When your entire world shatters, who can you trust more than a mother to build it up again?
The Knockturnal: Congratulations on the film, it’s super… well fun is not really the right word, but?
Jennifer Garner: There is an element of fun, there is an element of cathartic fun at the end for sure.
The Knockturnal: And it flies by, it’s so entertaining…
Jennifer Garner: Good!
The Knockturnal: How did you guys balance the seriousness of the death and the macabre and it has some comedic turns to it the entire time, how did you handle that balance on set?
Jennifer Garner: It’s always tricky but you can never just live in the dark. You got to find a way to have some fun and as long as the movie is grounded, which I feel like when I first met with Pierre Morel who was our director and who also directed Liam Neeson in Taken. Having seen Taken, I knew that he would ground the movie, and if it’s grounded then you can go anywhere, you can find the funny and you can find the crazy in the action, as long as the drama, in the beginning, feels very real.

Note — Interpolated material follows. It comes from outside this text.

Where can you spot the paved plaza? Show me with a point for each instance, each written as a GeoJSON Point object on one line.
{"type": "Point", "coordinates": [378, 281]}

Juan Pablo Raba: For me it was really fun, because I just thought, we have to play kind of a bad persona against this force of nature who is searching for revenge… So I just try to be meanest, baddest guy I could ever be, so so different from anything I have ever thought of myself so it was just fun! I thought the meaner I am, the better it is for the film, the better it is for Riley North to go at it.
Jennifer Garner: Perfect villain!
Juan Pablo Raba: Thank you very much, it’s the mustache…
The Knockturnal: Is that your acting tip, if you want to be bad get the mustache?
Juan Pablo Raba: Use a mustache guys… That’s it! Acting class #322, use a mustache….
Jennifer Garner: I’m gonna try it next time…
The Knockturnal: Speaking to that bad guy, that villain, it’s amazing to see obviously so much diversity in a film, you get so many people of color, but a lot of the Latino men in this film are portrayed as gangsters, as members of the cartel. Is it good to just have diversity on the screen or do we have to be careful between treading that line of who we are showing and what are we showing them as?
Juan Pablo Raba: Well for me as a Latino man, I just think we play roles, and as I said Riley North needed a force to fight against, to go against, that’s all it is… We are telling a story and I love to see people of all sorts of colors, and countries, and races, and languages in a film, so I also think it’s not like, this movie is just entertaining. It doesn’t pinpoint like, “You people from so and so are doing this?”
Jennifer Garner: She’s not after the people, she’s after the system, the system is broken, and certainly the hero of the movie is John Ortiz.
The Knockturnal: Congratulations on the film, thank you so much for taking the time to talk to us.
Peppermint hits theatres nationwide September 7th!